Interest income from debt instruments is recognized using the effective interest rate method.

Dividends

Dividends are recognized in the Statement of Profit and Loss only when the right to receive payment is
established.

11. Impairment of non- financial assets

The Company assesses at each reporting date whether there is any objective evidence that a non-financial
asset or a group of non-financial assets are impaired. If any such indication exists, the Company estimates
the amount of impairment loss. For the purpose of assessing impairment, the smallest identifiable group of
assets that generates cash inflows from continuing use that are largely independent of the cash inflows
from other assets or groups of assets is considered as a cash generating unit. If any such indication exists,
an estimate of the recoverable amount of the individual asset/cash generating unit is made.

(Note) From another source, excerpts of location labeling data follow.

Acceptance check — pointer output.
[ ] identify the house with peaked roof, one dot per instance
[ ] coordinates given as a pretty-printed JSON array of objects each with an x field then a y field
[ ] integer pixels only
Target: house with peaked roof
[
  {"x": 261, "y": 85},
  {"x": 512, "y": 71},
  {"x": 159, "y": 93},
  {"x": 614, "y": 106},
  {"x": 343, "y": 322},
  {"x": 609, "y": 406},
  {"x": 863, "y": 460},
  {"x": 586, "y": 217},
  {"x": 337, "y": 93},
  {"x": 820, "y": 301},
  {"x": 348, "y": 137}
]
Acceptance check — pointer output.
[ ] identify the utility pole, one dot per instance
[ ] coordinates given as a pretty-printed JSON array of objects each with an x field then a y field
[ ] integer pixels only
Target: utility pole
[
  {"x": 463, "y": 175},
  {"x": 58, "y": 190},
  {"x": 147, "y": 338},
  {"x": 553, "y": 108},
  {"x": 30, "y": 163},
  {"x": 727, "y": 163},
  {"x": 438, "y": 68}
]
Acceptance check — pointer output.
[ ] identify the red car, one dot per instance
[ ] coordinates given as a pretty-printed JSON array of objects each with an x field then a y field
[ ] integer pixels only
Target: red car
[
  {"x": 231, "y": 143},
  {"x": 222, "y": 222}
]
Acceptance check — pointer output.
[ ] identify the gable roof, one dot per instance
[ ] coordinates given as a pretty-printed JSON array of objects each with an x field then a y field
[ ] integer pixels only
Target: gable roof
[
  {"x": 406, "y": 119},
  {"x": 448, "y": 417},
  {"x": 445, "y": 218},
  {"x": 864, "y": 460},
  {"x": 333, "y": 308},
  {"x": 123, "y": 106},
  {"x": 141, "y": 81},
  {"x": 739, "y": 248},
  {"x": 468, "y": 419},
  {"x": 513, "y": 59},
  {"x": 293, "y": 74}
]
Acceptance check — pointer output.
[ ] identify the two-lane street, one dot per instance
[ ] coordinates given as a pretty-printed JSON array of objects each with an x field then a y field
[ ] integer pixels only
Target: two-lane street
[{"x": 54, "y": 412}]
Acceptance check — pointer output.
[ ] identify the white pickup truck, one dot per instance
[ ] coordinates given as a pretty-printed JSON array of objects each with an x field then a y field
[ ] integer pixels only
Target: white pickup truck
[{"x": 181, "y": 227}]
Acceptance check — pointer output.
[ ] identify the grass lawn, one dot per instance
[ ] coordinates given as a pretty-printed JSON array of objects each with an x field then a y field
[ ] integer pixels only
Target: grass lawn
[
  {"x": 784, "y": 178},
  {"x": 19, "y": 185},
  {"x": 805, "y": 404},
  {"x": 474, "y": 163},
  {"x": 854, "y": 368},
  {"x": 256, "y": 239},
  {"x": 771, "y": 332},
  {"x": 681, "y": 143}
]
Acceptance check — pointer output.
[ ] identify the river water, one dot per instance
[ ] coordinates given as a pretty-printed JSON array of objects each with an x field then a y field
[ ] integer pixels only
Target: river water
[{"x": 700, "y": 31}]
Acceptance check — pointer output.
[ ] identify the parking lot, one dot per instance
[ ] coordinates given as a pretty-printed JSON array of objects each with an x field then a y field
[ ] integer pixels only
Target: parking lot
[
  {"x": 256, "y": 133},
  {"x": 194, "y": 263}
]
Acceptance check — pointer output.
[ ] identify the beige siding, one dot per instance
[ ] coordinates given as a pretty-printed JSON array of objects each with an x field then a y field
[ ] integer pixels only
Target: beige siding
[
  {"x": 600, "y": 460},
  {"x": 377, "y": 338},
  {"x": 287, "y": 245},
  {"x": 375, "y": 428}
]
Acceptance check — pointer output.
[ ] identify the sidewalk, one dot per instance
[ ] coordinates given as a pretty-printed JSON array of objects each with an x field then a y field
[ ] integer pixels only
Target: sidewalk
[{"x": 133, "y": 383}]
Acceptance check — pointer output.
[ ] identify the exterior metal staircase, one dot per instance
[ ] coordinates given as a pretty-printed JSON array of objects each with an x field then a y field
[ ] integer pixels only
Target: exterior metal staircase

An impairment loss is calculated as the difference between an asset’s carrying amount and recoverable
amount. Losses are recognised in profit or loss. When the Company considers that there are no realistic
prospects of recovery

of the asset, the relevant amounts are written off. If the amount of impairment loss subsequently decreases
and the decrease can be related objectively to an event occurring after the impairment was recognized,
then the previously recognized impairment loss is reversed through profit or loss.

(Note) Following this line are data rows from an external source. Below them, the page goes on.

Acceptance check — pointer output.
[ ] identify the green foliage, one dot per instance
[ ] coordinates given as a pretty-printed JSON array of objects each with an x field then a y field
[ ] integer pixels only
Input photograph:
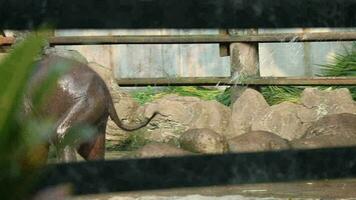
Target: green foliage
[
  {"x": 278, "y": 94},
  {"x": 24, "y": 136},
  {"x": 344, "y": 64},
  {"x": 225, "y": 97},
  {"x": 135, "y": 141},
  {"x": 150, "y": 94}
]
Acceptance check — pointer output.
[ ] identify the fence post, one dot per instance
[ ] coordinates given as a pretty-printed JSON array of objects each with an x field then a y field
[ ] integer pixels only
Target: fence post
[{"x": 244, "y": 61}]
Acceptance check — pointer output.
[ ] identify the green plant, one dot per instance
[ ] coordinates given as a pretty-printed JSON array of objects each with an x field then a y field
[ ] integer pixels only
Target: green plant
[
  {"x": 24, "y": 135},
  {"x": 278, "y": 94},
  {"x": 343, "y": 64},
  {"x": 18, "y": 144},
  {"x": 150, "y": 94}
]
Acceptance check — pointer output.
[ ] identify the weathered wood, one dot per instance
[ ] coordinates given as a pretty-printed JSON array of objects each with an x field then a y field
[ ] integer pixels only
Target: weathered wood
[
  {"x": 295, "y": 81},
  {"x": 197, "y": 39},
  {"x": 224, "y": 48},
  {"x": 244, "y": 59},
  {"x": 113, "y": 14}
]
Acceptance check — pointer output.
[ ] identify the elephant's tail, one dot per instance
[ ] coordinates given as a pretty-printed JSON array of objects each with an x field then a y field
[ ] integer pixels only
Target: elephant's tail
[{"x": 113, "y": 115}]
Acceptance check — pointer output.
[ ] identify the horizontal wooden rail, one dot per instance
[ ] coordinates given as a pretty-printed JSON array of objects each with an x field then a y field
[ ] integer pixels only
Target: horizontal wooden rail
[
  {"x": 296, "y": 81},
  {"x": 194, "y": 39}
]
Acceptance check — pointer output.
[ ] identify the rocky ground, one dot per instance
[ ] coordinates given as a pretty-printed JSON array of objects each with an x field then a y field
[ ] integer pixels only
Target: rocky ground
[{"x": 190, "y": 125}]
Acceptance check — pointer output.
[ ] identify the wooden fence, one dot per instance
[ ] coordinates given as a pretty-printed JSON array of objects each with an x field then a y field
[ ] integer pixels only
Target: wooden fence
[{"x": 242, "y": 49}]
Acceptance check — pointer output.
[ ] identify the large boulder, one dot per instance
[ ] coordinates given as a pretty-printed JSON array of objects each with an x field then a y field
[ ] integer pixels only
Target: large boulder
[
  {"x": 257, "y": 141},
  {"x": 160, "y": 150},
  {"x": 288, "y": 120},
  {"x": 336, "y": 124},
  {"x": 335, "y": 130},
  {"x": 327, "y": 102},
  {"x": 180, "y": 113},
  {"x": 203, "y": 141},
  {"x": 245, "y": 110}
]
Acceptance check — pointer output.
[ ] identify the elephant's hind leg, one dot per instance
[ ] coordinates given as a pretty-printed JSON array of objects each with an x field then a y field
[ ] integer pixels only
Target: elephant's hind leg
[
  {"x": 81, "y": 113},
  {"x": 94, "y": 149}
]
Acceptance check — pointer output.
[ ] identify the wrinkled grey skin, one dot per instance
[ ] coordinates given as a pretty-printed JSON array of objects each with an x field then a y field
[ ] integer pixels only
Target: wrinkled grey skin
[{"x": 80, "y": 96}]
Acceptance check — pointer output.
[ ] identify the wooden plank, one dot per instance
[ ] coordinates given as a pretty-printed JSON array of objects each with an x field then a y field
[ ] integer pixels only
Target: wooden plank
[
  {"x": 196, "y": 39},
  {"x": 220, "y": 81},
  {"x": 110, "y": 14}
]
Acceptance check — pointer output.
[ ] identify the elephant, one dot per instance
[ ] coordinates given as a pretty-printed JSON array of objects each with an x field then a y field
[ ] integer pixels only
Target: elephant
[{"x": 79, "y": 96}]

12. Derivative financial instruments

Derivative financial instruments such as forward foreign exchange contracts, to hedge its foreign currency
risks are initially recognised at fair value on the date a derivative contract is entered into and are
subsequently re-measured at their fair value with changes in fair value recognised in the Statement of
Profit and Loss in the period when they arise.

13. Borrowing Costs

Borrowing costs include exchange differences arising from foreign currency borrowings to the extent they
are regarded as an adjustment to the interest cost. All other borrowing costs are charged to the Statement
of Profit and Loss for the period for which they are incurred. Borrowing costs that are directly attributable
to the acquisition or construction of qualifying assets are capitalised as part of the cost of such assets. A
qualifying asset is one that necessarily takes substantial period of time to get ready for its intended use.